On 27/03/2024 12:03, Bruno Haible wrote:
The tests/od/od-multiple-t.sh test fails on
- Linux/ia64 (Gentoo, recent glibc, real hardware)
- Linux/m68k (Debian 12, QEMU emulated)
The first 'od' invocation that causes fail=1 to be set is:
$ seq 19 > input
$ ./od -An -taz -tfLz input
1 nl 2 nl 3 nl 4 nl 5 nl 6 nl >1.2.3.4.5.6.<
Fatal glibc error: printf_fp.c:501 (__printf_fp_buffer_1): assertion failed: cy == 1 ||
(p.frac[p.fracsize - 2] == 0 && p.frac[0] == 0)
Aborted
Debugging this on Linux/ia64:
The stack trace from this abort is:
snprintf () from /lib/libc.so.6.1
ldtoastr (buf=0x600ffffffffee9e0 "\340\t\004", bufsize=45, flags=0, width=0,
x=<invalid float value>) at ../lib/ftoastr.c:145
print_long_double (fields=1, blank=0, block=0x20000008000409d0,
fmt_string=0x2000000800040988 "O-8859-1\n#\001f\035", width=29, pad=35) at
../src/od.c:514
...
main
and it is this snprintf invocation that crashes.
AFAICS, the problem is that in the function print_long_double,
in line 465, a (const void *) gets cast to a 'const long double *',
then a 'long double' value gets fetched from this location.
gdb displays it as <invalid float value>.
And it is during this snprintf:
145 int n = snprintf (buf, bufsize, format, width, prec, promoted_x);
45 "%*.*Lg" 0 18 <invalid float
value>
that snprintf crashes.
In other words, the test invokes undefined behaviour. And glibc
rightfully crashes. Cf. [1]
"Formatting noncanonical ‘long double’ numbers produces nonmeaningful
results on some platforms: glibc and others, on x86, x86_64, IA-64 CPUs."

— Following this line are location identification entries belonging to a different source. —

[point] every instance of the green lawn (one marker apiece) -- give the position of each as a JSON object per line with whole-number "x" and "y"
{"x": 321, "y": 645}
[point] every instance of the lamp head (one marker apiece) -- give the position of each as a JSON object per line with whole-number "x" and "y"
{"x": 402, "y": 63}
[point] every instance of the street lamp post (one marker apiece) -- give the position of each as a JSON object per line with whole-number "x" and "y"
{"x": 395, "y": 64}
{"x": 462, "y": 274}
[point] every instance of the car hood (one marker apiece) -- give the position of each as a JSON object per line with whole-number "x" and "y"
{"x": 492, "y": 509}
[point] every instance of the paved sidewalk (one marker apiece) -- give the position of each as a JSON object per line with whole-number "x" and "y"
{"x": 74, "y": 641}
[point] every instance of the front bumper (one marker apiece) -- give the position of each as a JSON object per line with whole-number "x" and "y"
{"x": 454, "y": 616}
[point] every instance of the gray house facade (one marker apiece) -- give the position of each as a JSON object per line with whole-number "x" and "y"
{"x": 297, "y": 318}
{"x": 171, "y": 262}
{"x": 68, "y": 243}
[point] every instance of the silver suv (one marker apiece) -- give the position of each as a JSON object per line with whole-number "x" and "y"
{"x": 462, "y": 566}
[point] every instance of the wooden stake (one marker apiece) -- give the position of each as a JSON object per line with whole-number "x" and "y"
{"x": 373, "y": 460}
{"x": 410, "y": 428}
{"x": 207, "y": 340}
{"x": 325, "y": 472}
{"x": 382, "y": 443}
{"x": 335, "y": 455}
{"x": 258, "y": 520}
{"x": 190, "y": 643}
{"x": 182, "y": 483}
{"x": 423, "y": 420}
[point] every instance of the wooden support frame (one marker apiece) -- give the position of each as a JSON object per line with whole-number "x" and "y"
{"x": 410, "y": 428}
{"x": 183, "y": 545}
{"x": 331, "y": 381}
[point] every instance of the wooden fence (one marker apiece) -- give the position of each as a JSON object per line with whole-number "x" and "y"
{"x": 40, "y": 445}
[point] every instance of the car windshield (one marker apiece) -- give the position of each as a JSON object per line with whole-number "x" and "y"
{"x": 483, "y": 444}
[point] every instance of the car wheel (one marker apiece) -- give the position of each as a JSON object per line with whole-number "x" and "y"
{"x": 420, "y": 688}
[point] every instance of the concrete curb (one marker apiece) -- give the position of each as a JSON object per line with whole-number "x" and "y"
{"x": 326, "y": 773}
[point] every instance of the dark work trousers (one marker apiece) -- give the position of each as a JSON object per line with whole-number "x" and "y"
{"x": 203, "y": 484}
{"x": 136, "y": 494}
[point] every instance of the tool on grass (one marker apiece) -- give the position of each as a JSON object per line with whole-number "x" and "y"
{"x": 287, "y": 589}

Please fix the unit test. It is time-consuming to debug because gdb is
not well usable on these platforms.
Bruno
[1] https://www.gnu.org/software/gnulib/manual/html_node/snprintf.html
It's a bit surprising that it aborts here, but yes we should avoid the
undefined behavior.
The original bug report was not specific to floats, so I'll just remove them
from the test.
For reference the test was added in 2008 with:
https://github.com/coreutils/coreutils/commit/46a811b9e
thanks!
Pádraig